Could you expand on your comment? My understanding is that if a party can't tie a wallet to an identity then it is anonymous. So if you can acquire bitcoins (eg. mining) and purchase something (eg. VPS) without giving up your identity then you are solid.
I've heard conflicting information as far as this goes.
Thinking this through- an adversary who's watching the block chain probably knows some inputs and some outputs. As in, these addresses belong to an exchange, these addresses belong to a hosting company.
Okay, fine. Now remember than any user can literally create wallets out of thin air, and in fact doing so is considered basic security hygiene. Let's say Joe User transfers one coin from one wallet to another wallet under their control. Let's say they do this 20 times, sometimes with the full amount, sometimes less.
How does the adversary attach an identity to those transactions?
You have to use your bitcoins someday. Either to buy real currency or real goods. Then you know where the money went TO. Tracing the transactions back (where the money came FROM) is then not a big deal - full history is in the blockchain.
So as long as you don't do a transaction that connects your identity to any bitcoin address, you are fine. but to use bitcoins you are almost always required to do it (its an electronic financial transaction, they are governed by law to have an identity, but of course you can find entities who do not follow these laws).
Only as you say if you convert them into a "real" currency. If they only used their Bitcoin to purchase goods (such as VPS) which was not tied to a physical address, then they could still remain anonymous.
As for where the Bitcoins came from, I'm sure the author of this document would have some digital assets they could sell on the darknet to acquire some Bitcoin. Where those Bitcoin originated then would not be their problem.
Nobody that I can remember has been able to identify the large bitcoin thefts over the years by tracking the coins, those people cashed out somehow. However the SEC filing on Pirateat40's ponzi scheme was remarkably detailed, they were able to track every single coin he received and prove he spent it on himself.

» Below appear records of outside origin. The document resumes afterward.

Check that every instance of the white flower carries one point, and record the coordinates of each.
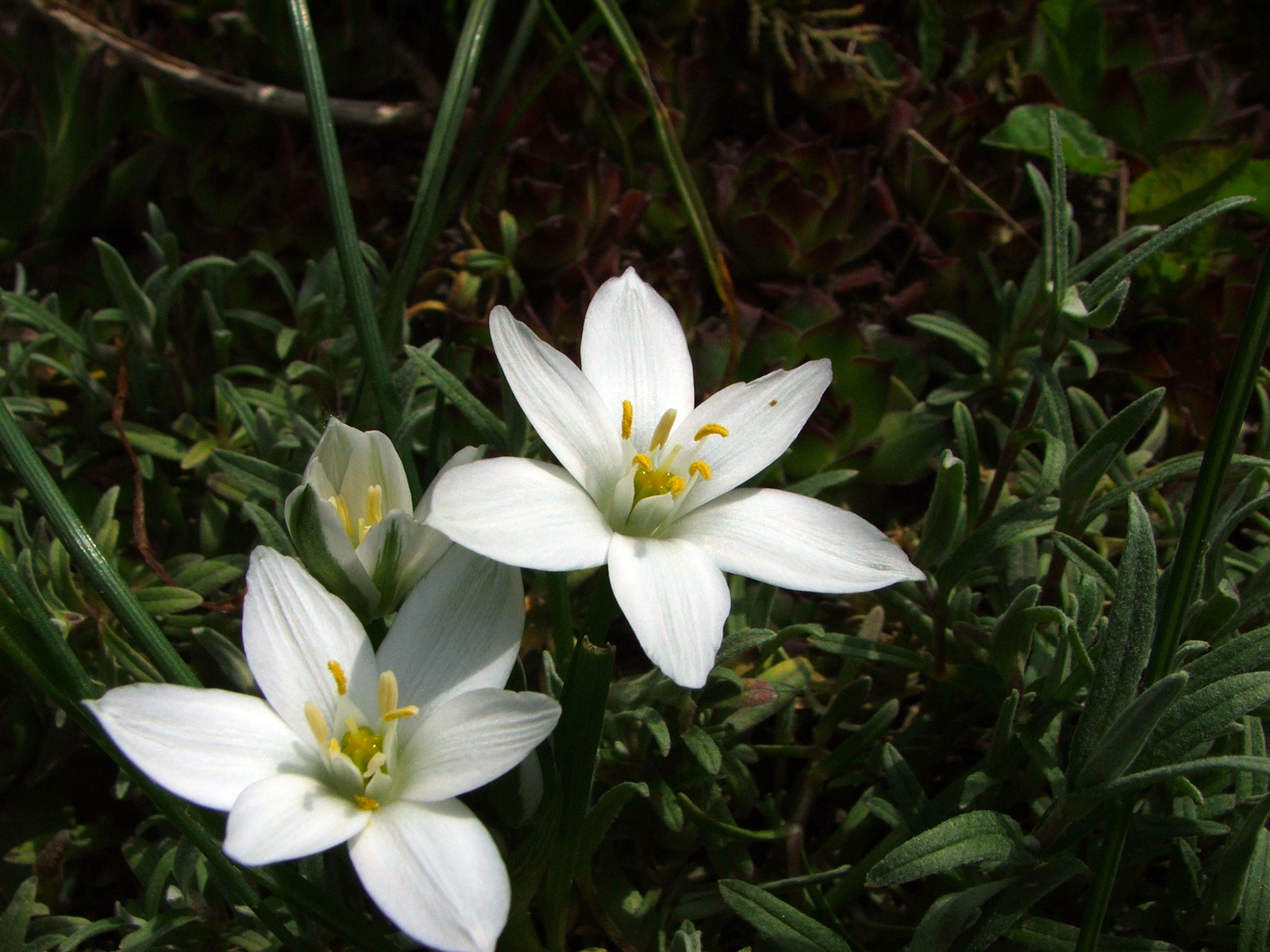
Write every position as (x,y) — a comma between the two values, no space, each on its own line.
(352,524)
(649,482)
(348,746)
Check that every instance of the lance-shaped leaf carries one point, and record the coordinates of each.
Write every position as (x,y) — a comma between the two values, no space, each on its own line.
(785,926)
(1130,733)
(1091,461)
(1127,645)
(1202,715)
(945,516)
(978,837)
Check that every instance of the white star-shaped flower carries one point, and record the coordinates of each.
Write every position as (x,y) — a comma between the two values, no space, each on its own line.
(649,484)
(355,746)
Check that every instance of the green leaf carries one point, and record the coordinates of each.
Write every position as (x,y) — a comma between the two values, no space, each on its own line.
(1128,734)
(1255,914)
(602,816)
(1127,645)
(952,914)
(977,837)
(1089,562)
(956,333)
(476,413)
(704,749)
(1184,179)
(779,922)
(1083,470)
(167,600)
(1026,130)
(945,514)
(1202,715)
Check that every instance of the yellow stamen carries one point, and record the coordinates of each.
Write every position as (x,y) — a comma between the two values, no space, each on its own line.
(317,723)
(664,429)
(387,692)
(338,674)
(342,509)
(715,428)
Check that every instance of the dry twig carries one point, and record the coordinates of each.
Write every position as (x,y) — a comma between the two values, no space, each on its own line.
(224,86)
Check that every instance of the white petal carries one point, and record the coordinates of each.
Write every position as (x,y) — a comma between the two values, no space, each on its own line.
(795,543)
(459,630)
(289,816)
(292,628)
(473,739)
(435,871)
(562,404)
(205,746)
(633,348)
(461,457)
(676,601)
(521,512)
(762,418)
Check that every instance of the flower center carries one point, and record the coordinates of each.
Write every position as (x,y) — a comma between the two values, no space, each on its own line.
(361,759)
(374,513)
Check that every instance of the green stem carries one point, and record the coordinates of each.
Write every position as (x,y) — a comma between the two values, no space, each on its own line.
(577,742)
(89,560)
(444,131)
(347,245)
(1184,571)
(70,672)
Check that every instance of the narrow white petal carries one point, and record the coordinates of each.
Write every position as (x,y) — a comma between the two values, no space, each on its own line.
(460,628)
(562,404)
(633,348)
(289,816)
(205,746)
(762,418)
(795,543)
(676,601)
(473,739)
(292,628)
(521,512)
(468,455)
(391,473)
(435,871)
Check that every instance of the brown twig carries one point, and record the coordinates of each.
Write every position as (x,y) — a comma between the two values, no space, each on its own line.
(982,196)
(139,498)
(175,71)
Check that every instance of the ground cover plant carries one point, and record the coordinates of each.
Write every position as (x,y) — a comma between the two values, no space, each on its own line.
(1024,238)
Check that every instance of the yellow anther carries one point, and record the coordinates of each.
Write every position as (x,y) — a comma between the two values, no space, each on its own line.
(341,678)
(387,692)
(715,428)
(342,509)
(317,723)
(664,429)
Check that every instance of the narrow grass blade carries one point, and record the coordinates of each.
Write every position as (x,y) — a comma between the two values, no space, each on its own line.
(677,165)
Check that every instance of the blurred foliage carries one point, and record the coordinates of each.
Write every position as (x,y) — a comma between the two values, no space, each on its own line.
(884,768)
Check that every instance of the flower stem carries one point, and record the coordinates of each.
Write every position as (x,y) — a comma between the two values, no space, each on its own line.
(89,560)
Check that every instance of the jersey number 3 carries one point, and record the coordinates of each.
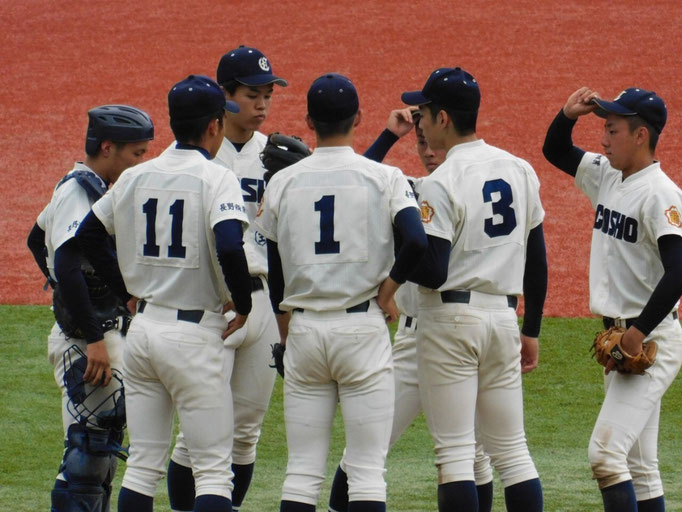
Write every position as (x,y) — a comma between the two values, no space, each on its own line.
(501,206)
(176,211)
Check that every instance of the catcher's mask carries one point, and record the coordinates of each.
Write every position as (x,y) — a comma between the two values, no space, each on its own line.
(91,409)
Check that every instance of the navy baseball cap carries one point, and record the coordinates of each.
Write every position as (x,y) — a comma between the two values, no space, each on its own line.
(197,96)
(451,88)
(248,66)
(635,102)
(332,97)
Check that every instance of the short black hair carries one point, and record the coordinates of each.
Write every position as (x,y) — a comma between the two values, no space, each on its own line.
(463,121)
(190,131)
(326,129)
(635,122)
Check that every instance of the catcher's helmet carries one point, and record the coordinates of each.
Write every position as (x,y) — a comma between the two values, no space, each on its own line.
(117,123)
(89,408)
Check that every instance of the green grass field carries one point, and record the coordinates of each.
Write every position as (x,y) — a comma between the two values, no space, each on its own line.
(562,399)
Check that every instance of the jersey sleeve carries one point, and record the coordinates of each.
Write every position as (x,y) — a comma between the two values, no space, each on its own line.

I would imagine others use JoinMarket to mix up the coins[1], use coin control[2] to exchange for other cryptocurrency p2p, or other obfuscation methods like buying up high demand items with bitcoin then selling them remotely for other bitcoins.
Just by following the flow of the money between wallets? Assuming that at least one of the wallets can be connected to an identity, guessing that the others belong to the same person shouldn't be too difficult, just by observing transaction patterns.